As cells die and cell membranes turn over, cholesterol is continously released into the plasma and becomes HDL. HDL promotes the removal of cholesterol from peripheral cells and facilitates its transport back to the liver.
Arterial wall cholesterol is derived almost exclusively from LDL [Brown and Goldstein, Ann. Rev. Biochem. 52, 223 (1983); Miller, Ann. Rev. Med. 31, 97 (1980)]. Framingham investigators found the higher the levels of LDL, the higher the risk of devloping CHD [Am. J. Med. 80 (Suppl. 2A) 23-32, 1986]. In patients with low levels of LDL, the development of atheroschlerosis is rare [Patton et. al, Clin. Chem. 29, 1890 (1983)]. Accordingly, it is desirable to provide a method for reducing plasma cholesterol in patients with hypercholesterolemia or at risk of developing hypercholesterolemia.
Elevated cholesterol levels are also associated with a number of disease states, including coronary artery disease, angina pectoris, carotid artery disease, strokes, cerebral arteriosclerosis, and xanthoma. It is desirable to provide a method for reducing plasma cholesterol in patients with, or at risk of developing disease states associated with elevated cholesterol levels.
Hypertriglyceridemia is a condition in which there is an excessive amount of triglyceride (&gt;500mg/dl) in the plasma. It may play a role in atherogenesis and the development of coronary heart disease [Vega and Grundy, Adv. Exp. Med. 243, 311 (1989)]. In addition, severe hypertriglyceridemia (&gt;1000mg/dl) is associated with chylomicronemia and causes acute pancreatitis [See K. Soergel, ACUTE PANCREATITIS, in Gastrointestinal Disease 91, 3rd ed. (Sleisenger, M. H., and Fordtran, J. S., eds.), W. B. Saunders Company, Philadelphia, Pa., 1983, pp. 1462-1485; and See Brown, M. S., and Goldstein, J. L., DRUGS USED IN THE TREATMENT OF HYPERLIPOPROTEINEMIAS, in Goodman and Gillman's, The Pharmacological Basis of Therapeutics 34, 7th edition, (Macmillan Publishing Co., New York, 1985, pp. 827-845]. Severe elevations in chylomicrons directly induce pancreatitis, and it can be prevented by triglyceride reduction [U.S. Department of Health and Human Services, NIH Publication No. 89-2925, pp. 74-77, January 1989, "Report of the Expert Panel on Detection, Evaluation and Treatment of High Blood Cholesterol in Adults"] It is therefore desirable to provide a method for reducing plasma triglycerides in patients with hypertriglyceridemia.

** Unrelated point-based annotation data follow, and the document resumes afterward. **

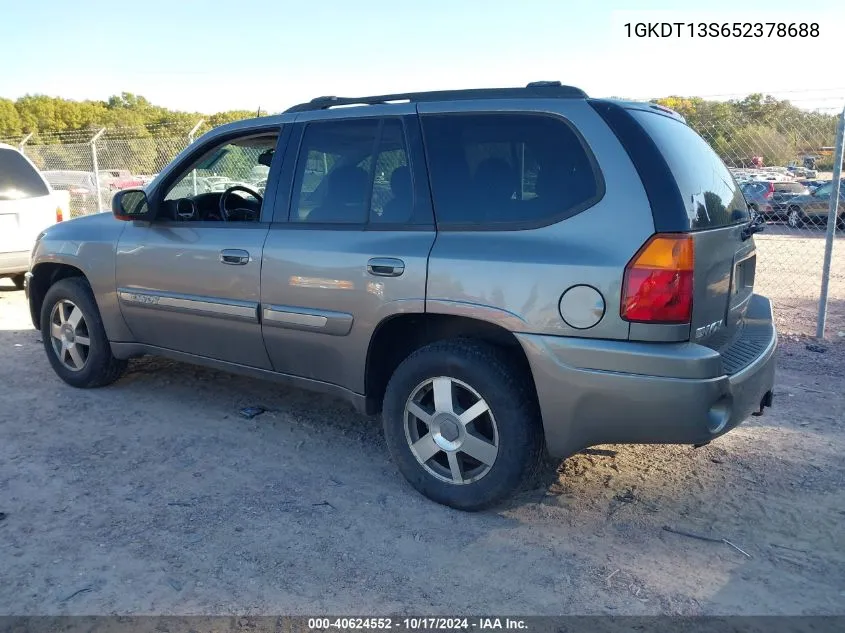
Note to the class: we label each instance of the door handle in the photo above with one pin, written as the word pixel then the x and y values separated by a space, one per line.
pixel 234 256
pixel 385 267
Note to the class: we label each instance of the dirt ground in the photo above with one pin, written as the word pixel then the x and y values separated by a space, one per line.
pixel 153 496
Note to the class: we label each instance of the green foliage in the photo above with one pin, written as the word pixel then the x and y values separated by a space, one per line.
pixel 46 116
pixel 758 125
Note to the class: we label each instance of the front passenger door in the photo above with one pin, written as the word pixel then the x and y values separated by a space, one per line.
pixel 353 249
pixel 190 280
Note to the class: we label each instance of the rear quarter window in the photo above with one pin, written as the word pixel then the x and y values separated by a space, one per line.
pixel 18 178
pixel 507 171
pixel 711 196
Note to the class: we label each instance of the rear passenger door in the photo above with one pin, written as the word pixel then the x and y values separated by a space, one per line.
pixel 349 243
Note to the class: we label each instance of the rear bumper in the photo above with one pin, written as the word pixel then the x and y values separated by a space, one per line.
pixel 14 263
pixel 606 392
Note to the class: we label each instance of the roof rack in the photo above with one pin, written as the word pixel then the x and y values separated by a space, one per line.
pixel 534 90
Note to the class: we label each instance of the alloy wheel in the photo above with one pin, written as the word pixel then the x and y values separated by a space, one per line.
pixel 69 335
pixel 451 430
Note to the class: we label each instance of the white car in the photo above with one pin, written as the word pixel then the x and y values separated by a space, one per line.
pixel 28 205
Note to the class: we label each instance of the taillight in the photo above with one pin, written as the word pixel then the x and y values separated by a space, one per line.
pixel 657 287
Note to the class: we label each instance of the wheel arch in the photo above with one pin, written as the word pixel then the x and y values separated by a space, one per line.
pixel 44 275
pixel 396 337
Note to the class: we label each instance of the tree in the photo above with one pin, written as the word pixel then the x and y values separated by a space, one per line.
pixel 10 120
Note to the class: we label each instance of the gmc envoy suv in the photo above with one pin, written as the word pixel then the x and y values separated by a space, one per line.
pixel 499 272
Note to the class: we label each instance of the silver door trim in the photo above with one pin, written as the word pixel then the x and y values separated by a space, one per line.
pixel 190 304
pixel 308 319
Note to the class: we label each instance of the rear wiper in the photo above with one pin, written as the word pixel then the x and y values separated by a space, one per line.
pixel 754 226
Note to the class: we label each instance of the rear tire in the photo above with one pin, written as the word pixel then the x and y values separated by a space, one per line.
pixel 74 338
pixel 471 461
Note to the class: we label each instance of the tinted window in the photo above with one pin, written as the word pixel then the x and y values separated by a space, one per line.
pixel 507 169
pixel 711 196
pixel 790 187
pixel 352 172
pixel 18 178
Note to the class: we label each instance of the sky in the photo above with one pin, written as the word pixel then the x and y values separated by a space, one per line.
pixel 244 54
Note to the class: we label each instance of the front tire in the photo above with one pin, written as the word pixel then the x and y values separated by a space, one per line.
pixel 74 338
pixel 461 424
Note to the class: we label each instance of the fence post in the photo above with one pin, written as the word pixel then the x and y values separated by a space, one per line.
pixel 832 218
pixel 93 142
pixel 190 142
pixel 23 142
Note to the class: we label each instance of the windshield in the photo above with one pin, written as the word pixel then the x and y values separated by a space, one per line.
pixel 18 178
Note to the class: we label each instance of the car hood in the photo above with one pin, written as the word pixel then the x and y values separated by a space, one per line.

The present invention relates to the use of certain mercaptoacetylamide derivatives known to be useful for the inhibition of Enkephalinase (EC 3.4.24.1) and ACE (EC 3.4.15.1) [Flynn, Warshawsky, Mehdi, Bey, Beight, Giroux and Burkholder, European Patent Application, Publication Number 0 481 522 A1, published Apr. 22, 1992] in treating patients suffering from hypercholesterolemia and atherosclerosis or hypertriglyceridemia.